The following data controllers are exempt from the obligation to register with the Data Controllers Registry (VERBIS):

• Those who process personal data solely through non-automated means, provided it is part of a data recording system;

• Notaries operating under the Notary Law No. 1512 dated 18/01/1972;

• Associations established under the Law on Associations No. 5253 (dated 04/11/2004), foundations under the Foundations Law No. 5737 (dated 20/02/2008), and trade unions under the Law on Trade Unions and Collective Bargaining Agreements No. 6356 (dated 18/10/2012), only if they process personal data limited to their own employees, members, affiliates, and donors and in line with their purposes;

• Political parties established under the Political Parties Law No. 2820 (dated 22/04/1983);

• Lawyers operating under the Attorneyship Law No. 1136 (dated 19/03/1969);

• Certified Public Accountants and Sworn-in CPAs operating under Law No. 3568 (dated 01/06/1989).

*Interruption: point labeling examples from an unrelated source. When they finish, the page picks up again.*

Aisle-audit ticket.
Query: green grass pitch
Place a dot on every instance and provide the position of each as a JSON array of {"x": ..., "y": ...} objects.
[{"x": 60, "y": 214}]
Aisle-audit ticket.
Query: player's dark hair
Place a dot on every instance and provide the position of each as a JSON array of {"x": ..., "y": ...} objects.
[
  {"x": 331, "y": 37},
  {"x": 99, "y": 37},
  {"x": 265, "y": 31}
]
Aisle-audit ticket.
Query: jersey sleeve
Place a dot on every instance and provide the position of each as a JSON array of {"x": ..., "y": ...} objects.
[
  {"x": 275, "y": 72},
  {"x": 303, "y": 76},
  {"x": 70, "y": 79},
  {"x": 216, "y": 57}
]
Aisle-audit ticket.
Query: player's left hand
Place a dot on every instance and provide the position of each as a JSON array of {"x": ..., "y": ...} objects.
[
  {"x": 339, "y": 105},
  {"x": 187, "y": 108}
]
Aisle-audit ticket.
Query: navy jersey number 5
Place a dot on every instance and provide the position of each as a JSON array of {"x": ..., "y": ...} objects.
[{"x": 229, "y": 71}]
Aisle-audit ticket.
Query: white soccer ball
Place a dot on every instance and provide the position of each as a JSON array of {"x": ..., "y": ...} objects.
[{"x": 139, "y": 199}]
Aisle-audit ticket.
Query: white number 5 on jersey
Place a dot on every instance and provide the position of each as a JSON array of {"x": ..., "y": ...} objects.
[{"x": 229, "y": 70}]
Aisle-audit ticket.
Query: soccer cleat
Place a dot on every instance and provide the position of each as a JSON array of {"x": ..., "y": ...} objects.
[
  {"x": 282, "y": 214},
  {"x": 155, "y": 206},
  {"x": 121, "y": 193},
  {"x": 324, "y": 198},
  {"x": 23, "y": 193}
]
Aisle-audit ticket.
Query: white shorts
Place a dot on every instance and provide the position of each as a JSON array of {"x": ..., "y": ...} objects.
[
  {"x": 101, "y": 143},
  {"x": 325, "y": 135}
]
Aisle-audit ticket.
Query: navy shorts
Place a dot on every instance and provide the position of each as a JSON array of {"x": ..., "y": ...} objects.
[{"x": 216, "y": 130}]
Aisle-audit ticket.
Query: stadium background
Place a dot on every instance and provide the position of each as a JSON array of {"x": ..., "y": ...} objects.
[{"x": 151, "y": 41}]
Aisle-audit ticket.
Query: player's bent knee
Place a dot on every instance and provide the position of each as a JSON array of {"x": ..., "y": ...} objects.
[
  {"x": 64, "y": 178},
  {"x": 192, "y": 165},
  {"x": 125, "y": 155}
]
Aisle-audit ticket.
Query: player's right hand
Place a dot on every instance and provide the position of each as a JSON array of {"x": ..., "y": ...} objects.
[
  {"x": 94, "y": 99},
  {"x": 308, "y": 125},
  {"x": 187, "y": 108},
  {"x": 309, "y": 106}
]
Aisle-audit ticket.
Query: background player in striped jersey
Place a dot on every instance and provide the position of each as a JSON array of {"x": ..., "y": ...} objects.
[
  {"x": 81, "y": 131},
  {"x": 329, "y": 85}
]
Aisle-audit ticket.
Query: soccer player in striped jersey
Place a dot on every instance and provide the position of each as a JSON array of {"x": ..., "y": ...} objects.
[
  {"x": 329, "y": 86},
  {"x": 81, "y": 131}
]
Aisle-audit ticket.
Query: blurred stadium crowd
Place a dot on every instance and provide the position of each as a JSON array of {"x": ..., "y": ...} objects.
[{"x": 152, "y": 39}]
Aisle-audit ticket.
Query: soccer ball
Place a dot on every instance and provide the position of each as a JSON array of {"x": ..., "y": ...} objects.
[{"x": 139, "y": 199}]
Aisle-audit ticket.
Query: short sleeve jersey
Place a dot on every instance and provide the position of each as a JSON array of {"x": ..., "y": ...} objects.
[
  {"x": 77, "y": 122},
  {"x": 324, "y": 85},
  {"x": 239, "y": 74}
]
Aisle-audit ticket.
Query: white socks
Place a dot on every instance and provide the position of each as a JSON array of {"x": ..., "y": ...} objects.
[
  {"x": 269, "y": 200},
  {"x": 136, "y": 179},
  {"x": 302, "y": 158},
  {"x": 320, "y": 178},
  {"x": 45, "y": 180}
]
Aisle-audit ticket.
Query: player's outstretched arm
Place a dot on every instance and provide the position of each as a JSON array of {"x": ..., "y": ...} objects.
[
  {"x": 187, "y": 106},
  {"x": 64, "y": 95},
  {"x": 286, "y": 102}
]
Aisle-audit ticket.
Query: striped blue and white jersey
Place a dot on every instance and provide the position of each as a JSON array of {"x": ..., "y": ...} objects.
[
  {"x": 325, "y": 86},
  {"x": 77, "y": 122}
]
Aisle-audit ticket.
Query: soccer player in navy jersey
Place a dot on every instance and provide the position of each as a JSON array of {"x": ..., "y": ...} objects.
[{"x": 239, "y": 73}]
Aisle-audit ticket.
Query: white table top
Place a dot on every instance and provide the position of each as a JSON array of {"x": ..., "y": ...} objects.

Decision No. 2018/63 Dated 31/05/2018 – Misuse of Access Rights to Personal Data

In cases where employees who have access to personal data due to their roles or positions process data outside the scope of their authority, for personal reasons or unauthorized purposes, or share it with third parties, this constitutes a violation of Article 12(1) of the Personal Data Protection Law.

The Board ruled that data controllers must take all necessary technical and administrative measures to prevent such actions and ensure adequate data security.

Late Notification of a Personal Data Breach

A data controller who notified data subjects with a delay of 17 months and the Board with a delay of 10 months following a data breach was found to have exceeded the “as soon as possible” timeframe required under Article 12(5). The Board concluded that this constituted a data security violation and imposed administrative sanctions in accordance with Article 18.

Tying Explicit Consent to Service Conditions

The Board ruled that:

• If the processing of personal data is already justified under another legal basis, requesting explicit consent and making it a precondition for accessing the service or contract constitutes an abuse of right;

• Making explicit consent a requirement for receiving a service or entering into a contract invalidates the consent, as it is no longer given freely.

Processing or Transferring Excessive Personal Data

When a court requested specific personal data from a data controller, and the controller transferred more data than necessary, the Board ruled:

• This action could not be justified under Article 5(2)(ç) of the Law (legal obligation),

• It violated Article 4(1)(ç), which requires that data be processed in a manner that is relevant, limited, and proportionate to the purpose.

Therefore, the Board imposed administrative sanctions under Article 18 for failure to ensure data security in accordance with Article 12(1).